Que votre mémoire vous joue des tours ou non, il est impossible de se souvenir de nos deux premières années sur Terre. Pourtant, tel un Marcel Proust sur les traces de son enfance, vous avez tout tenté : madeleines, lait en poudre, petits pots au caramel … mais rien n’y fait. Rassurez-vous, cette défaillance de mémoire est parfaitement physiologique.

Alors que l’on pourrait penser que cette défaillance de la mémoire est due au fait que le cerveau de bébé n’est pas totalement formé, il semblerait que la véritable explication soit ailleurs. D’autant que durant ces deux premières années, l’être humain apprend généralement à parler, marcher (etc) … des activités et réflexes qui semblent faire appel directement à la mémoire.

Souvenirs d'enfance : un stockage limité dans l’hippocampe

L’hippocampe a un rôle clé dans la mémoire et à la naissance cette zone du cerveau n’est pas encore bien mature. « Pour récupérer des souvenirs, il faut que le développement de l’hippocampe soit achevé. Cette partie du cerveau accroche le souvenir à des précisions spatio-temporelles. Elle indique où et quand tel ou tel événement est arrivé », explique Marion Noulhiane, chercheuse en neurosciences au CEA Saclay. 

Vidéo du jour

Souvenirs d'enfance : un trop-plein d’émotions ?

Selon certains spécialistes, l’intensité des « premières fois » que vivent les enfants en bas-âge censurerait le stockage des souvenirs. De même pour les « souvenirs embarrassants ou choquants ». « Ainsi, lorsqu’on nous demande de nous souvenir de quelque chose, parfois, le lobe frontal nous empêche de nous en souvenir si c’est un événement embarrassant. Il trie nos souvenirs, c’est une sorte de censeur », explique le neurologue Jean-François Chermann. Mais cette explication semble remise en cause par d’autres scientifiques. 

Souvenirs d'enfance : des liaisons trop fragiles ?

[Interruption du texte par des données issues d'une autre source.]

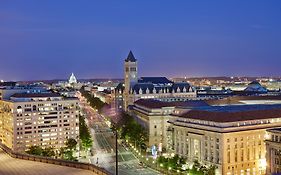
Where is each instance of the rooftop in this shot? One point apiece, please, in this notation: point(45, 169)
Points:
point(35, 95)
point(130, 57)
point(151, 103)
point(235, 113)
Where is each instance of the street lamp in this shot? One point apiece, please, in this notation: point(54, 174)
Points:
point(116, 151)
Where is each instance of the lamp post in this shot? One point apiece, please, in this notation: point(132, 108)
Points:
point(116, 151)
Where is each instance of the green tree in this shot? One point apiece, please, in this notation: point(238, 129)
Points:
point(35, 150)
point(85, 135)
point(71, 143)
point(48, 152)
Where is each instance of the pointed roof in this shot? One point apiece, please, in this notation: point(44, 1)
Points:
point(131, 57)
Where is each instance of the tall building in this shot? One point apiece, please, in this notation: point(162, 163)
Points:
point(273, 151)
point(152, 87)
point(72, 79)
point(43, 119)
point(229, 133)
point(131, 76)
point(230, 137)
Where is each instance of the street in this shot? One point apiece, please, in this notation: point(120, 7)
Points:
point(103, 152)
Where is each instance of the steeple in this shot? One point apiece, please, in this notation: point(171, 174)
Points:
point(72, 79)
point(131, 57)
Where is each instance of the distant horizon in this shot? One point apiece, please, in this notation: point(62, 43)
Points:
point(65, 79)
point(50, 39)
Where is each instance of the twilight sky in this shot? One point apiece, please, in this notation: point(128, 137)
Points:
point(50, 39)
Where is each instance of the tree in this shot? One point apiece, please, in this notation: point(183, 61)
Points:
point(35, 150)
point(48, 152)
point(38, 151)
point(84, 134)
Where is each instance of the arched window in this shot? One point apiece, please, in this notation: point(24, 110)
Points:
point(19, 109)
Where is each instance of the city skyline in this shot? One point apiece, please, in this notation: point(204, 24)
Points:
point(179, 39)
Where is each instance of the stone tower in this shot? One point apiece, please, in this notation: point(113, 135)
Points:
point(131, 76)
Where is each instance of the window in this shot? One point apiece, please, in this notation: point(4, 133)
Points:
point(228, 156)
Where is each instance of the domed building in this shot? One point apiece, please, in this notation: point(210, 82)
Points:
point(255, 87)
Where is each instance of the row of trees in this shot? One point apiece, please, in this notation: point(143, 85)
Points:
point(65, 152)
point(177, 162)
point(85, 135)
point(130, 130)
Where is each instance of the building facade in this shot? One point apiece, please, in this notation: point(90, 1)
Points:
point(152, 87)
point(273, 151)
point(230, 137)
point(42, 119)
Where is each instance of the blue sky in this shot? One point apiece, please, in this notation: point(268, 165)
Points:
point(50, 39)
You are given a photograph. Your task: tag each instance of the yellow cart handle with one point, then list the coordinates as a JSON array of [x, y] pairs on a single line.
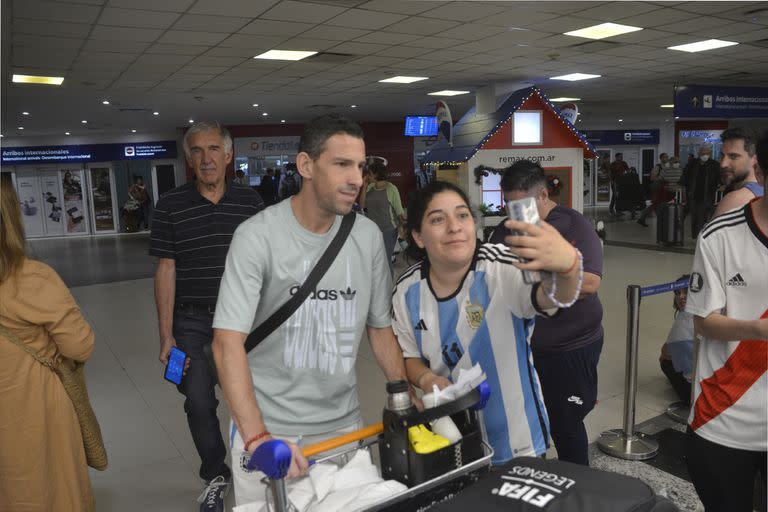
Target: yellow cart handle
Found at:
[[350, 437]]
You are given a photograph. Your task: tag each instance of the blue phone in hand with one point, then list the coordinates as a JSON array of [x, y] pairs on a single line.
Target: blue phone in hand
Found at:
[[175, 369]]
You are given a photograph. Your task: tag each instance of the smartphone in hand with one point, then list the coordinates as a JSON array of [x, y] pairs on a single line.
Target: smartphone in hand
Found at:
[[525, 210], [175, 369]]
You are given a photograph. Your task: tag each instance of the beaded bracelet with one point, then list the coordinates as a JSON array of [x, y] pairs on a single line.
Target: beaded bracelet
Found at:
[[579, 260], [256, 438]]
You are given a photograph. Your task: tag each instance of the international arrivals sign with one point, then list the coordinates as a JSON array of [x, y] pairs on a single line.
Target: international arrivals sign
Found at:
[[720, 102], [88, 153]]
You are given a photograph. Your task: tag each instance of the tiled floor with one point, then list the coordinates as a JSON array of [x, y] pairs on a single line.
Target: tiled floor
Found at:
[[153, 463]]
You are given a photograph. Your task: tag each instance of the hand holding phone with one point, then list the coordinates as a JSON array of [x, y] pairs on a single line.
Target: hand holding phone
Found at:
[[174, 371], [525, 210]]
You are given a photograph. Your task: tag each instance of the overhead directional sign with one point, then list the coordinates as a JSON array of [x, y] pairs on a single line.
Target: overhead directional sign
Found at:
[[720, 102]]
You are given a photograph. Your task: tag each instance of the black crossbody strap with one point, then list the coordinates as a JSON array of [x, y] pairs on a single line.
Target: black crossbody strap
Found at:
[[286, 310]]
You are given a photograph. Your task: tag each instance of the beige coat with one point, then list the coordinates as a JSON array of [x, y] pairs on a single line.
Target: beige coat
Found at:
[[42, 459]]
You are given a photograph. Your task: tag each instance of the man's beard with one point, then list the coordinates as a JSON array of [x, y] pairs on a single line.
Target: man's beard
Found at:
[[738, 179]]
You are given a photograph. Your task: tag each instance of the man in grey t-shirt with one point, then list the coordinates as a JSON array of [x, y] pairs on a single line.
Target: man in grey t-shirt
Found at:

Selon Jessica Dubois, dès la naissance tout est fabriqué en surnombre dans le cerveau des bébés : neurones, synapses ainsi que les autres cellules cérébrales. « Et ce, de façon exubérante pendant les premières années postnatales. Puis les liens les moins utilisés vont être éliminés pour former des réseaux cérébraux de plus en plus efficaces. Ce processus de raffinement des connexions est un des moyens essentiels d’apprentissage du cerveau », explique-t-elle dans le livre C3RV34U, écho à l’exposition de la Cité des Sciences et de l’industrie. 

 

Cette amnésie infantile qui touche tous les êtres humains proviendrait alors de la « faiblesse » des neurones et synapses créés dans nos premières années. « On ne perd pas la mémoire parce que de nouveaux neurones se forment et tuent les anciens. Ce qui nous conduit à oublier, c’est plutôt le fait que les nouveaux neurones forment des connexions synaptiques qui surpassent celles existantes », assure Katherine Goold Akers, neuropsychologue à l’université de Wayne State, Michigan. Une idée partagée par Marion Noulhiane qui rappelle que « l’oubli est un mécanisme tout à fait important » et que ce renouvellement des neurones par d’autres plus « puissants » permettrait de mieux apprendre.

Souvenirs d'enfance : une quête freudienne ?

Dernière hypothèse concernant cette perte de mémoire infantile ? Celle de Patrick Perret, directeur du département de psychologie développementale à l’université d’Aix Marseille, qui explique que selon Freud, l’amnésie infantile serait en réalité une quête psychologique que chacun d’entre nous devrait tenter de résoudre et ne serait en rien neurologique. Mais il semblerait que cette théorie ait été balayée par les dernières études sur l’hippocampe, menées par Katherine Goold Akers.

Pour l’heure donc, il semblerait que cette amnésie infantile soit liée au développement lent de l’hippocampe mais les recherches scientifiques ne cessent d’étudier cette perte de mémoire.